This recording by the youthful
Avalon Quartet, a group in residence at Northern Illinois University, includes works by four composers; all except Ethan Wickman teach composition at prominent U.S. music schools. Two of them, Stephen Michael Gryc and
David MacBride, are associated with the Hartt College of Music in Connecticut. The reader of the booklet (in English only) does not learn how the program came together, but it makes sense: despite a wide variation in mood and subject matter, the composers share a common attitude toward tonality and toward the use of preexisting material. The general language of each work is only loosely tonal, but passages of simple tonality recur as expressive devices. O Sapientia/Steal Away (2004), by Manhattan School of Music professor Hayes Biggs, draws on both Biggs' own motet O Sapientia and the spiritual Steal Away, which is first presented straight and then subjected to a complex fantasy.
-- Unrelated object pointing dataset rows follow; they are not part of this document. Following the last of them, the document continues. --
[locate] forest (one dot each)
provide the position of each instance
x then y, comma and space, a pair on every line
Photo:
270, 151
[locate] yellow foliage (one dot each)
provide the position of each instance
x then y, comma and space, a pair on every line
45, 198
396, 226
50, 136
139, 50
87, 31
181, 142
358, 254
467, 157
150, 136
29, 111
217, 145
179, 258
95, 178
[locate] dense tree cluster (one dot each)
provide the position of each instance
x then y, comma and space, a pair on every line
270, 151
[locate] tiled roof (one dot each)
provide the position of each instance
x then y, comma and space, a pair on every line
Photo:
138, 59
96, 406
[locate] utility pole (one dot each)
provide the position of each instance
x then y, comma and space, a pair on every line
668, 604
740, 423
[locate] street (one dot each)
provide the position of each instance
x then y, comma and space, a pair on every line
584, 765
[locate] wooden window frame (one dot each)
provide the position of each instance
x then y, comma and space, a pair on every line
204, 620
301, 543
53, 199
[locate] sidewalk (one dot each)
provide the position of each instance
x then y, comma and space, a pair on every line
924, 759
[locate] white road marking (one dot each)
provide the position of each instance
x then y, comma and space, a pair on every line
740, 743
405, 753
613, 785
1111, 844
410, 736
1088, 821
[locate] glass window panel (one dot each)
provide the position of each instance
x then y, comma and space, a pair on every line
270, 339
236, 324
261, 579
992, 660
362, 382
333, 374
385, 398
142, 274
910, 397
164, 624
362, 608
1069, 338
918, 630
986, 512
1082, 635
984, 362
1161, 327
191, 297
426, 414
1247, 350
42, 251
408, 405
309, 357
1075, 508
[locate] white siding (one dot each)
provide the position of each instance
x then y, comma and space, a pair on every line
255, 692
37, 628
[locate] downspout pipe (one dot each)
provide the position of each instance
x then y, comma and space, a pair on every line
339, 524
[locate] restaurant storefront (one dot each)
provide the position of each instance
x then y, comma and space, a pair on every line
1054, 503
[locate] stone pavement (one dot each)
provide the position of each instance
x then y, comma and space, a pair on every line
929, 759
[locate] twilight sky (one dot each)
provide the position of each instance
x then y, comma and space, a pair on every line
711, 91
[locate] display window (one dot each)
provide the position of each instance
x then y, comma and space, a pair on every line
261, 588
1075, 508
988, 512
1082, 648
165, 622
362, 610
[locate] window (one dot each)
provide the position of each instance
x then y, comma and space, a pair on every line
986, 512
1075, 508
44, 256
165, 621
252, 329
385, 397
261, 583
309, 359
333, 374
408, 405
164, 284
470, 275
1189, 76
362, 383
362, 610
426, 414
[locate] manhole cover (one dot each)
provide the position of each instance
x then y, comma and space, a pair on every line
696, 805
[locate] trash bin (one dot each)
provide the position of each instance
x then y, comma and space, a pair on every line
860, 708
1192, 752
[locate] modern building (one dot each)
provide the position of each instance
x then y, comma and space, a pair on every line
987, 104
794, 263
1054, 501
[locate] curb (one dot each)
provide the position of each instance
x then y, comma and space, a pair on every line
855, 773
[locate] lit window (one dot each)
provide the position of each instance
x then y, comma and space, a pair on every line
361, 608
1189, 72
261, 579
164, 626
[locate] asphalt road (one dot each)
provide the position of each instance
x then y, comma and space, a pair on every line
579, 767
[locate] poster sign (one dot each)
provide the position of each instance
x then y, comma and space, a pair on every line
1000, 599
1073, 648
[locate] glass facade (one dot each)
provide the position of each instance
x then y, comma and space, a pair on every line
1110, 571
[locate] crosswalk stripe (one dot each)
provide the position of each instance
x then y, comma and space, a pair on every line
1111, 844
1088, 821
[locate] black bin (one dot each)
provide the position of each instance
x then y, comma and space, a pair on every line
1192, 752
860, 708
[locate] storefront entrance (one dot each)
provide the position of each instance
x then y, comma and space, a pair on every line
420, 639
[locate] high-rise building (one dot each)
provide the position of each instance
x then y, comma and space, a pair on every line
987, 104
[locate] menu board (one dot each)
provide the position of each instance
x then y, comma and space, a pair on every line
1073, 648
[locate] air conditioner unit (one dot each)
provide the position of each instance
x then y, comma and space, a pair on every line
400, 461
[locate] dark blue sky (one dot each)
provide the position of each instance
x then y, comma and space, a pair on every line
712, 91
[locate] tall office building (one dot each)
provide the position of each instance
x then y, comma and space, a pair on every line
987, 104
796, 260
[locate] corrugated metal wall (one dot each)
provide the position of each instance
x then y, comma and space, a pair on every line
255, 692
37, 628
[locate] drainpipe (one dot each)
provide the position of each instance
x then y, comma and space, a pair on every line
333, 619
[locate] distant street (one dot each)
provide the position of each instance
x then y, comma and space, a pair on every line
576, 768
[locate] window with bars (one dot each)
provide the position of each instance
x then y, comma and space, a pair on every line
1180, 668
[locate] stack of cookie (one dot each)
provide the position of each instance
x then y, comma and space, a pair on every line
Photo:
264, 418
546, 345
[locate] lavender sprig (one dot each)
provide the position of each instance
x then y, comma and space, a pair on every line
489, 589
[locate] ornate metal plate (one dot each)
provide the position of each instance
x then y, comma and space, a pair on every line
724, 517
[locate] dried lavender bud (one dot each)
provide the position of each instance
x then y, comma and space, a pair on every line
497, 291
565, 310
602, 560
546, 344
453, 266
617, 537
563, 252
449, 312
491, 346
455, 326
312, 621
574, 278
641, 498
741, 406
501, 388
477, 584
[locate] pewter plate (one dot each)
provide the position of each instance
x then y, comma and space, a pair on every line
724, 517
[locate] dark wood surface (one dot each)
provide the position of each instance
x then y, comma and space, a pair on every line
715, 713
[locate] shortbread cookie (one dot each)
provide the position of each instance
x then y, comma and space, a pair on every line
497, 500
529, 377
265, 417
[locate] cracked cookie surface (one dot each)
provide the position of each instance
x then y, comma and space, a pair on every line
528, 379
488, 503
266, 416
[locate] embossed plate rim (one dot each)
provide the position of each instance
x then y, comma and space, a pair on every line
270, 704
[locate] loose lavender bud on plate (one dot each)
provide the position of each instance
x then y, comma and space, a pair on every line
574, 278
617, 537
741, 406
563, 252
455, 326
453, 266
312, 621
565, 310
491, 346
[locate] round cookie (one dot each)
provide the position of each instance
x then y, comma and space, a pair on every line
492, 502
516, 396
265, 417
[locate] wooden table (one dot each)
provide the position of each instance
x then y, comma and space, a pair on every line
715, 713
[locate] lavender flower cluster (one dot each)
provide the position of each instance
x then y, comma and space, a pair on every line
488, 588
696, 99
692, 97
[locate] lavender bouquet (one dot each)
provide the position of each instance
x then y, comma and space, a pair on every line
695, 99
Wickman's Namasté offers five programmatic movements based on episodes from Hindu scriptures; they contain little or no influence from Indian music but are evocative of the subject matter they address. Gryc's String Quartet is intentionally uncommunicatively titled; the piece manipulates the classical movement sequence of the string quartet, presenting, in Gryc's formulation, two movements that develop the "exposition" of the material in the third movement, a lyrical Adagio. Whether this makes sense is something individual listeners will have to decide for themselves. Outside guidance is least necessary in the final work,
MacBride's A Muse (2002), which "is a portrait of a young girl [the composer's daughter] and her world, complete with mystery, melodrama, and melanchoy." The
Avalon String Quartet plays with complete accuracy and enthusiasm for each individual composer's style. For a sampling of the music being made in university composition departments in the U.S., you could do worse than this disc.